TAVE High-Speed rail project
BUENOS AIRES-ROSARIO-CORDOBA


After announcing their proposal on 26 April 2006, the Argentine government initiated a tender process to receive bids for a 710 Km High-Speed Train from Buenos Aires to Cordoba, via Rosario. The turnkey project, including the new railway line itself in all its elements (track, signalling, electrification, stations, depots, etc.), rolling stock and 5 and 10 year maintenance of infrastructure and rolling stock, respectively, has been expected to cost 1.35 billion dollars.



The bidding process ended up with just one bidder, Veloxia, a joint-venture of Alstom (France), Isolux Corsan (Spain), Emepa and Iecsa (Argentina). Earlier, Siemens (Germany) and CAF (Spain), together with their respective national and foreign partners, had abandoned the competition because of financing problems and lack of time.

Having received the authority's technical approval, Veloxia has made public on 27 April the economic offer, putting a price-tag of just 1.32 billion dollars on their proposal. The government will now take 45 to 60 days to analyze the offer such as to finally decide whether it will go ahead.



Main infrastructure characteristics:

The line would use standard gauge (1.435 mm) and be restricted to passenger trains. The proposal calls for a top speed of 300 to 320 Km/h (except in urban areas, where it will be limited to 160 Km/h), and electrified at 25 Kv 50 Hz. A double track is required for Buenos Aires-Rosario, while Rosario-Cordoba would be single track due to lower traffic, though space would be provided for a future second track. A few level-crossings might be necessary in urban areas, in which case speed would be restricted to a maximum of 160 Km/h. The projected track is mostly parallel to existing railway lines, but would share its track with the Ferrovías suburban line to enter Buenos Aires, which would thereby benefit from the overhead electrification. ERTMS Level 2 has been chosen as the main signalling system.

Stations:

Retiro (in Buenos Aires), Rosario Oeste and Córdoba-Mitre would be the main stations along the line, although some trains are also expected to stop at San Nicolás de los Arroyos (120,000 inhabitants) between Buenos Aires and Rosario, and at Marcos Juarez, Bell Ville and Villa Maria between Rosario and Cordoba.



Rolling stock:

Veloxia has offered a fleet of double-decker trains designed for commercial speeds of up to 320 Km/h, based on the French TGV-Duplex. Each unit would carry about 520 passengers in two classes, although it will be feasible to couple two units in case of stronger demand. One of the eight carriages would house a cafeteria.

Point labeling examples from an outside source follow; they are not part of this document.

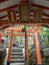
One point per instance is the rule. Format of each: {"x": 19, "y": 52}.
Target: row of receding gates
{"x": 23, "y": 16}
{"x": 35, "y": 31}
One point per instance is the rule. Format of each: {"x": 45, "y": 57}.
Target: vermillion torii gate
{"x": 13, "y": 21}
{"x": 35, "y": 31}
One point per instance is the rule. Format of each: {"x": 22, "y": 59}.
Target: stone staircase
{"x": 17, "y": 56}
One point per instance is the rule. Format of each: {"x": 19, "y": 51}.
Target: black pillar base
{"x": 39, "y": 64}
{"x": 8, "y": 63}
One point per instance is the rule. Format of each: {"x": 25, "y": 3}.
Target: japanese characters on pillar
{"x": 37, "y": 46}
{"x": 37, "y": 14}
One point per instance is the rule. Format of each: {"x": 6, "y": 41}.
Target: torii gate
{"x": 36, "y": 42}
{"x": 35, "y": 31}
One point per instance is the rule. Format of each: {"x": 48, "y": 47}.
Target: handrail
{"x": 26, "y": 48}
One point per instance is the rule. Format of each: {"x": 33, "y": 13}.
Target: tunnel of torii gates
{"x": 11, "y": 22}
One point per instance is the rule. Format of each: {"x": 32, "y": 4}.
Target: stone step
{"x": 17, "y": 53}
{"x": 17, "y": 60}
{"x": 17, "y": 50}
{"x": 20, "y": 57}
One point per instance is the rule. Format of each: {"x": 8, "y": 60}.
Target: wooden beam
{"x": 10, "y": 49}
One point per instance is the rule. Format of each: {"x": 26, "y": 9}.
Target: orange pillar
{"x": 0, "y": 36}
{"x": 26, "y": 48}
{"x": 37, "y": 47}
{"x": 24, "y": 1}
{"x": 10, "y": 49}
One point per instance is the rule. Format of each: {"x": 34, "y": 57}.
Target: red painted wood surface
{"x": 37, "y": 46}
{"x": 1, "y": 1}
{"x": 24, "y": 1}
{"x": 10, "y": 48}
{"x": 0, "y": 36}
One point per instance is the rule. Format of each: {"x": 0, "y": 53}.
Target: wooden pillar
{"x": 0, "y": 36}
{"x": 10, "y": 49}
{"x": 37, "y": 47}
{"x": 26, "y": 48}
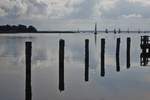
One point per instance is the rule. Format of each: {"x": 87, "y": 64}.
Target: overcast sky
{"x": 47, "y": 14}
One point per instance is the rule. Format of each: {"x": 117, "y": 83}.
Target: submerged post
{"x": 28, "y": 53}
{"x": 102, "y": 57}
{"x": 128, "y": 51}
{"x": 117, "y": 55}
{"x": 61, "y": 64}
{"x": 87, "y": 60}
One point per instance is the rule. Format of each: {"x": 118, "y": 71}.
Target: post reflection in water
{"x": 102, "y": 57}
{"x": 61, "y": 64}
{"x": 145, "y": 46}
{"x": 28, "y": 53}
{"x": 128, "y": 51}
{"x": 117, "y": 55}
{"x": 87, "y": 60}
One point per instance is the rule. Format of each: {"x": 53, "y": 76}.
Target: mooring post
{"x": 128, "y": 51}
{"x": 102, "y": 57}
{"x": 117, "y": 55}
{"x": 28, "y": 53}
{"x": 61, "y": 64}
{"x": 87, "y": 60}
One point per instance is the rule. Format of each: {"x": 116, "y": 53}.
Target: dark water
{"x": 117, "y": 82}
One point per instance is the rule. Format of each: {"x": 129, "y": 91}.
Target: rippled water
{"x": 129, "y": 84}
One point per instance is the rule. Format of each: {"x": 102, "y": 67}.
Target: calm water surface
{"x": 128, "y": 84}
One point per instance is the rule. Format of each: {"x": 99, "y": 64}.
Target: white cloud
{"x": 143, "y": 2}
{"x": 38, "y": 8}
{"x": 104, "y": 5}
{"x": 132, "y": 16}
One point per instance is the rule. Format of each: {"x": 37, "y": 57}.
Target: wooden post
{"x": 61, "y": 64}
{"x": 128, "y": 51}
{"x": 87, "y": 60}
{"x": 28, "y": 52}
{"x": 102, "y": 57}
{"x": 117, "y": 55}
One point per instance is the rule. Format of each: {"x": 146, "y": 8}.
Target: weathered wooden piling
{"x": 145, "y": 46}
{"x": 28, "y": 54}
{"x": 102, "y": 57}
{"x": 117, "y": 55}
{"x": 61, "y": 64}
{"x": 128, "y": 51}
{"x": 87, "y": 60}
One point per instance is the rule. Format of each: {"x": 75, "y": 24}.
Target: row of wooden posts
{"x": 28, "y": 51}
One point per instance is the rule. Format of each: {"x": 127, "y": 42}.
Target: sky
{"x": 68, "y": 14}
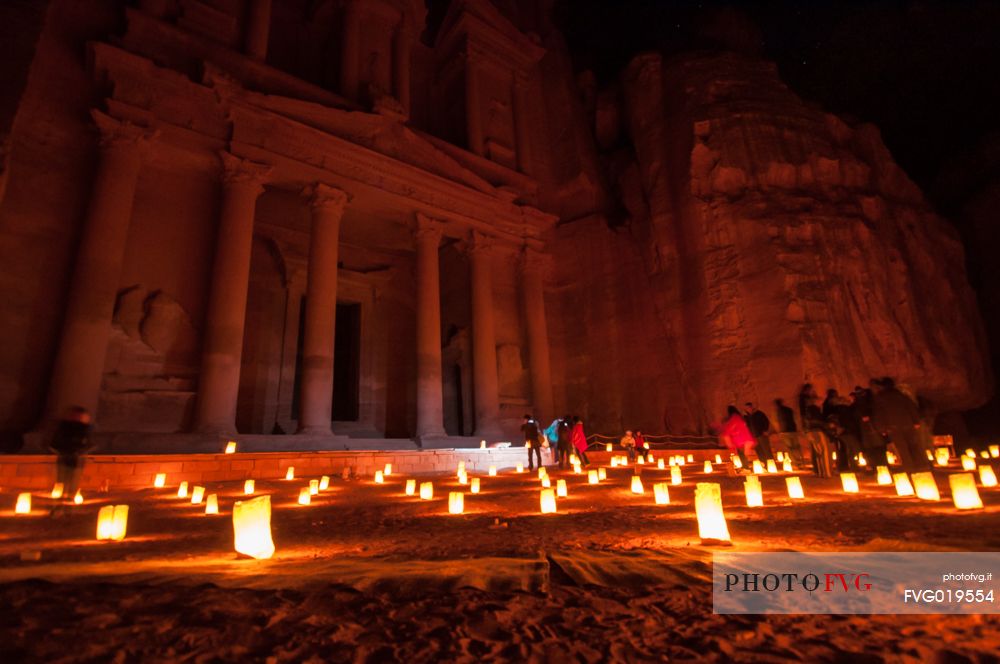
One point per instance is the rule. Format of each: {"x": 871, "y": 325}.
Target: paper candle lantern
{"x": 661, "y": 493}
{"x": 925, "y": 486}
{"x": 547, "y": 498}
{"x": 883, "y": 476}
{"x": 902, "y": 483}
{"x": 252, "y": 527}
{"x": 112, "y": 522}
{"x": 754, "y": 492}
{"x": 708, "y": 508}
{"x": 964, "y": 493}
{"x": 456, "y": 502}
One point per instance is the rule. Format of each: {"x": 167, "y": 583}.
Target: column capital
{"x": 325, "y": 197}
{"x": 239, "y": 171}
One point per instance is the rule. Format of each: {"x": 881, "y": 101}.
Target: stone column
{"x": 316, "y": 395}
{"x": 350, "y": 50}
{"x": 79, "y": 363}
{"x": 484, "y": 348}
{"x": 473, "y": 115}
{"x": 533, "y": 297}
{"x": 430, "y": 400}
{"x": 521, "y": 124}
{"x": 258, "y": 28}
{"x": 222, "y": 342}
{"x": 401, "y": 69}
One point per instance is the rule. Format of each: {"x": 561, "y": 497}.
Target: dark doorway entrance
{"x": 347, "y": 363}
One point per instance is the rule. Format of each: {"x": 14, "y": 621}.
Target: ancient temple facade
{"x": 346, "y": 220}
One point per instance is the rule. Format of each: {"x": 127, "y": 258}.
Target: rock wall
{"x": 777, "y": 245}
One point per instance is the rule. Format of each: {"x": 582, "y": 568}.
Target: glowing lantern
{"x": 252, "y": 527}
{"x": 547, "y": 497}
{"x": 112, "y": 522}
{"x": 708, "y": 508}
{"x": 883, "y": 475}
{"x": 925, "y": 486}
{"x": 754, "y": 492}
{"x": 661, "y": 493}
{"x": 902, "y": 482}
{"x": 794, "y": 486}
{"x": 987, "y": 476}
{"x": 456, "y": 502}
{"x": 964, "y": 493}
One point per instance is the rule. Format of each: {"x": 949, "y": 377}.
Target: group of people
{"x": 561, "y": 438}
{"x": 839, "y": 430}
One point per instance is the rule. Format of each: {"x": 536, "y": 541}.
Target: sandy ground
{"x": 368, "y": 574}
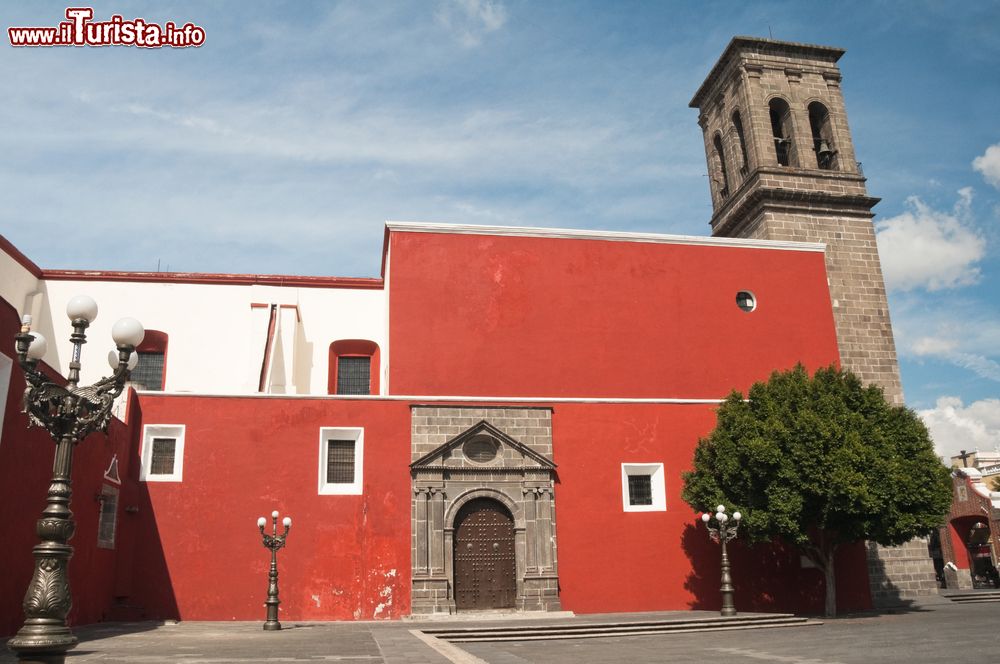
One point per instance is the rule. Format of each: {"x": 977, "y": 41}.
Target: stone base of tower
{"x": 900, "y": 574}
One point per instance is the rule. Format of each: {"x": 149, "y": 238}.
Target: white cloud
{"x": 470, "y": 20}
{"x": 988, "y": 164}
{"x": 932, "y": 249}
{"x": 961, "y": 332}
{"x": 955, "y": 427}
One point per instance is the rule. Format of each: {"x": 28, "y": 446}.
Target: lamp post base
{"x": 42, "y": 644}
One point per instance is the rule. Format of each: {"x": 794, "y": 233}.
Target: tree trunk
{"x": 823, "y": 556}
{"x": 829, "y": 574}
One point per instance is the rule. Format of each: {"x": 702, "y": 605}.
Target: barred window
{"x": 640, "y": 490}
{"x": 162, "y": 453}
{"x": 107, "y": 520}
{"x": 354, "y": 375}
{"x": 341, "y": 454}
{"x": 340, "y": 462}
{"x": 162, "y": 457}
{"x": 643, "y": 489}
{"x": 148, "y": 373}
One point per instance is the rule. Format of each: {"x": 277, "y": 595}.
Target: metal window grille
{"x": 340, "y": 461}
{"x": 746, "y": 301}
{"x": 161, "y": 461}
{"x": 640, "y": 490}
{"x": 354, "y": 375}
{"x": 148, "y": 373}
{"x": 106, "y": 522}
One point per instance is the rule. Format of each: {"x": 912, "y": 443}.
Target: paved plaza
{"x": 929, "y": 634}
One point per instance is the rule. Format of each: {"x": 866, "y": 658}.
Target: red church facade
{"x": 501, "y": 420}
{"x": 622, "y": 344}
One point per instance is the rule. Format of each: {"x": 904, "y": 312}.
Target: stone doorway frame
{"x": 521, "y": 476}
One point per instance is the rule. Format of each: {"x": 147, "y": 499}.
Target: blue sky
{"x": 285, "y": 142}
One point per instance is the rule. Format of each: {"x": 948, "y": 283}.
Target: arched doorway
{"x": 485, "y": 567}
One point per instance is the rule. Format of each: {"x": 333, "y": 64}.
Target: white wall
{"x": 216, "y": 339}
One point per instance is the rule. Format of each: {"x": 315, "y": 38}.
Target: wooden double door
{"x": 485, "y": 563}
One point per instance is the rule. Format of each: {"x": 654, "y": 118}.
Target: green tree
{"x": 819, "y": 463}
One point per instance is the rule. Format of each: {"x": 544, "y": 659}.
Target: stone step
{"x": 978, "y": 596}
{"x": 975, "y": 598}
{"x": 603, "y": 630}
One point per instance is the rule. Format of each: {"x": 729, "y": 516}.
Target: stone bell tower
{"x": 782, "y": 167}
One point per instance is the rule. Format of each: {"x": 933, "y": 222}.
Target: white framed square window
{"x": 642, "y": 487}
{"x": 341, "y": 456}
{"x": 162, "y": 455}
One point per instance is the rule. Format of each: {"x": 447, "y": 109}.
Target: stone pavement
{"x": 927, "y": 634}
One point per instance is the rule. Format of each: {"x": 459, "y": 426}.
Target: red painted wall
{"x": 26, "y": 457}
{"x": 515, "y": 316}
{"x": 612, "y": 560}
{"x": 198, "y": 554}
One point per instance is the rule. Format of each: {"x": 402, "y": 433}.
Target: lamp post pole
{"x": 69, "y": 413}
{"x": 723, "y": 533}
{"x": 274, "y": 541}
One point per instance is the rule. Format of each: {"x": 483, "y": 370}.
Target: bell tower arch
{"x": 774, "y": 112}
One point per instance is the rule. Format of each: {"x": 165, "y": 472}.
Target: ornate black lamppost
{"x": 69, "y": 413}
{"x": 274, "y": 541}
{"x": 722, "y": 533}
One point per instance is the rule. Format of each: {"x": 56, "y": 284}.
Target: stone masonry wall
{"x": 802, "y": 202}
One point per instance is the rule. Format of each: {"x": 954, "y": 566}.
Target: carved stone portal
{"x": 462, "y": 455}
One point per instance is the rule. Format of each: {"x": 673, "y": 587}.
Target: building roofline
{"x": 426, "y": 399}
{"x": 286, "y": 280}
{"x": 760, "y": 45}
{"x": 610, "y": 236}
{"x": 8, "y": 248}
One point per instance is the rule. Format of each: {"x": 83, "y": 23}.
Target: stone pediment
{"x": 483, "y": 447}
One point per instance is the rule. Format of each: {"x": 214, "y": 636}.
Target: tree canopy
{"x": 820, "y": 462}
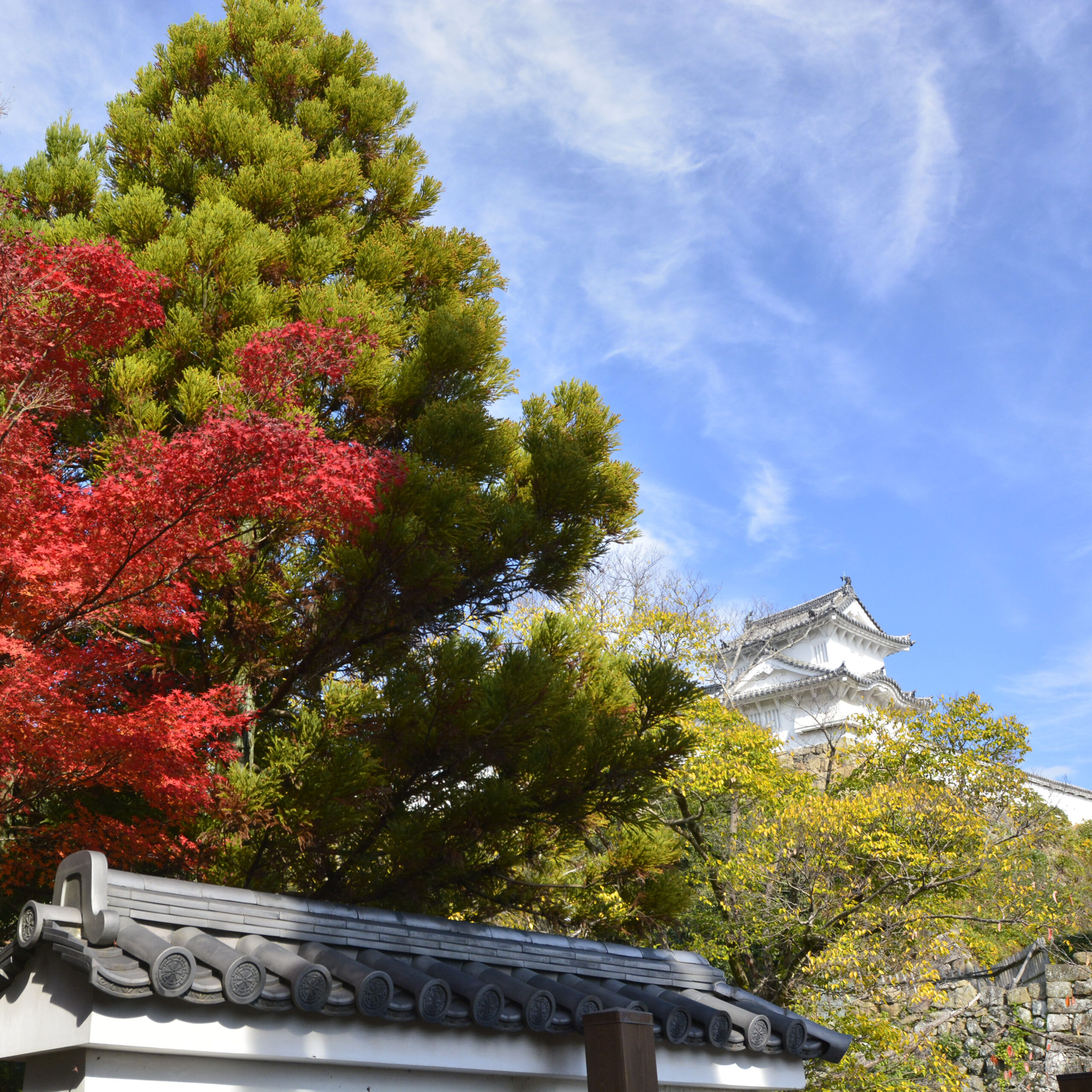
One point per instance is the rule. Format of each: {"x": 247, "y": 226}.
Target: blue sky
{"x": 831, "y": 260}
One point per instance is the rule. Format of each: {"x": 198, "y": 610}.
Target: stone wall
{"x": 1017, "y": 1025}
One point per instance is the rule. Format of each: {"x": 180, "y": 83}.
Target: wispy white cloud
{"x": 766, "y": 504}
{"x": 681, "y": 525}
{"x": 552, "y": 58}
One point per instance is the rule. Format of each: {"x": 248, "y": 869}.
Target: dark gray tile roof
{"x": 138, "y": 936}
{"x": 877, "y": 681}
{"x": 782, "y": 625}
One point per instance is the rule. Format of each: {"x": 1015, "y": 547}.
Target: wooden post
{"x": 621, "y": 1052}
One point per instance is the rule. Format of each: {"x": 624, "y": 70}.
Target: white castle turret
{"x": 810, "y": 673}
{"x": 815, "y": 669}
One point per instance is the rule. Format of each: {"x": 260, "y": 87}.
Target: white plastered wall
{"x": 151, "y": 1046}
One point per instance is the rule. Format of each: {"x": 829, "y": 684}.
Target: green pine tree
{"x": 403, "y": 753}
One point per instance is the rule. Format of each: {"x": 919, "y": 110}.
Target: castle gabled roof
{"x": 877, "y": 681}
{"x": 836, "y": 603}
{"x": 140, "y": 937}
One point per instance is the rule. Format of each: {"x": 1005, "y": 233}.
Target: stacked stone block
{"x": 1009, "y": 1030}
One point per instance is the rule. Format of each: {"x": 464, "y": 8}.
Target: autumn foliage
{"x": 106, "y": 740}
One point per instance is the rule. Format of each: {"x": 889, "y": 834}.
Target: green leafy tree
{"x": 401, "y": 749}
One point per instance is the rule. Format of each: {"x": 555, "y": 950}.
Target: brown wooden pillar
{"x": 621, "y": 1052}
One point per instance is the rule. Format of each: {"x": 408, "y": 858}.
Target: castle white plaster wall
{"x": 53, "y": 1008}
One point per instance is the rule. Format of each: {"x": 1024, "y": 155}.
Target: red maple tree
{"x": 105, "y": 743}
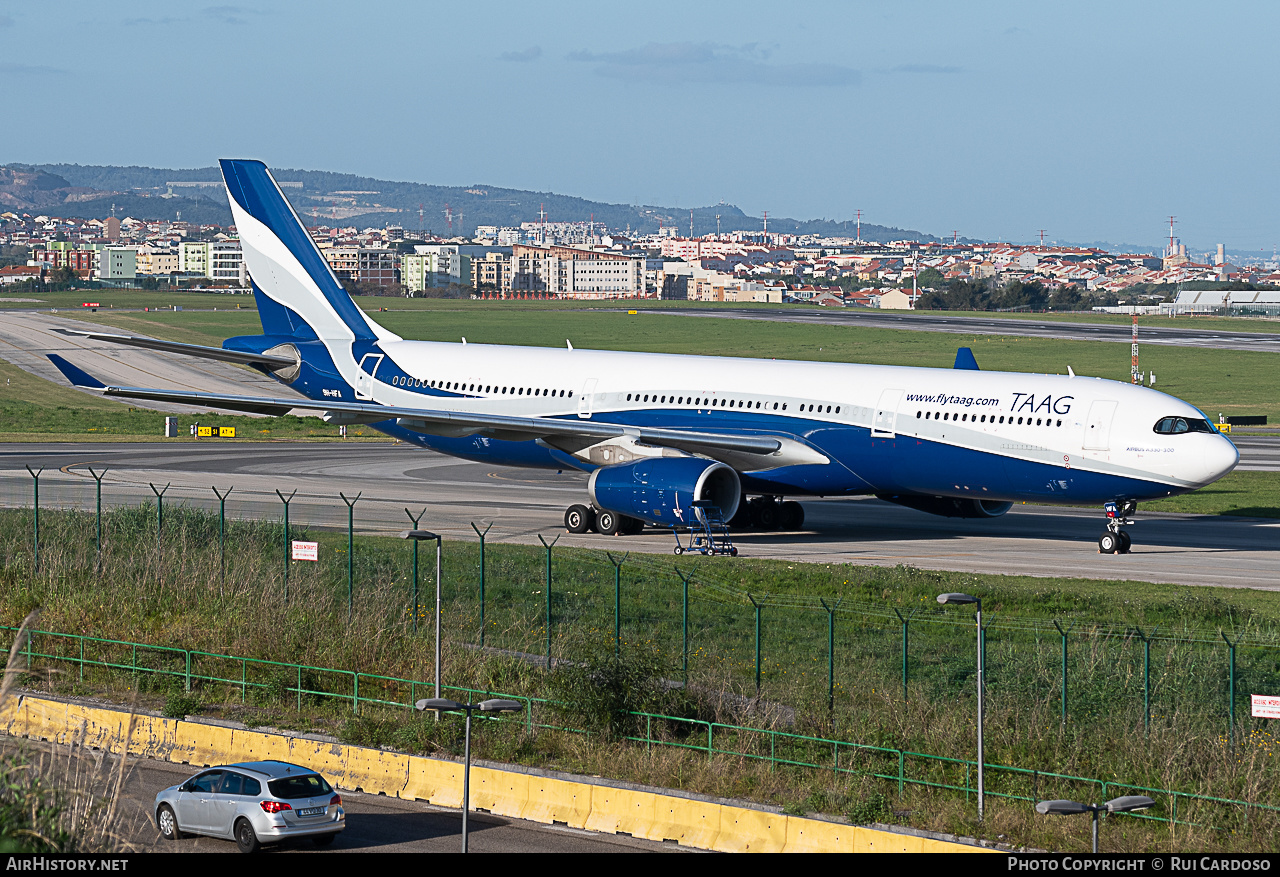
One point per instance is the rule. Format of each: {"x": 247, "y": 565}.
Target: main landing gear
{"x": 1116, "y": 540}
{"x": 768, "y": 514}
{"x": 584, "y": 519}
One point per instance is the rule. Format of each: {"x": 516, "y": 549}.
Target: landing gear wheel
{"x": 764, "y": 515}
{"x": 791, "y": 516}
{"x": 608, "y": 524}
{"x": 577, "y": 519}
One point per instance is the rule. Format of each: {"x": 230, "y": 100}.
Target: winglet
{"x": 965, "y": 360}
{"x": 77, "y": 377}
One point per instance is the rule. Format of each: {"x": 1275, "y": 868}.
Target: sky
{"x": 1091, "y": 120}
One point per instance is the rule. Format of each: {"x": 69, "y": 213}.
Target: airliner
{"x": 658, "y": 433}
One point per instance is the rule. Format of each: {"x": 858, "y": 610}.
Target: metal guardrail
{"x": 785, "y": 749}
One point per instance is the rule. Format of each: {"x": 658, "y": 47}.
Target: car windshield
{"x": 304, "y": 786}
{"x": 1179, "y": 425}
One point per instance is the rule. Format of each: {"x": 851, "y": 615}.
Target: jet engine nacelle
{"x": 950, "y": 506}
{"x": 661, "y": 489}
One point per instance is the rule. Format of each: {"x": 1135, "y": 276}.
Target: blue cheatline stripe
{"x": 254, "y": 190}
{"x": 862, "y": 464}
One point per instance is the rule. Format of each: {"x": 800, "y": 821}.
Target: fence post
{"x": 415, "y": 563}
{"x": 159, "y": 510}
{"x": 1146, "y": 676}
{"x": 222, "y": 533}
{"x": 831, "y": 653}
{"x": 684, "y": 621}
{"x": 1064, "y": 666}
{"x": 351, "y": 549}
{"x": 97, "y": 506}
{"x": 905, "y": 644}
{"x": 1230, "y": 688}
{"x": 548, "y": 547}
{"x": 757, "y": 644}
{"x": 617, "y": 601}
{"x": 35, "y": 531}
{"x": 481, "y": 575}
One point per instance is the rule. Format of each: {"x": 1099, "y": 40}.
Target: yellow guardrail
{"x": 597, "y": 807}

Demand and service proposals:

An initial demand of 4.5 million passengers per year has been calculated for Buenos Aires-Rosario, another million for Rosario-Córdoba. A minimum of nine daily services between Buenos Aires (14 million inhabitants) and Rosario (1,1 million) are planned to satisfy this demand, and at least four of them would then continue to Cordoba (1,4 million). The 310 Km between Buenos Aires and Rosario are expected to be covered in 85 to 90 minutes, while Rosario-Cordoba (400 Km) would take another 90 to 95 minutes.

Last edited by AR1182; April 28th, 2007 at 11:36 PM.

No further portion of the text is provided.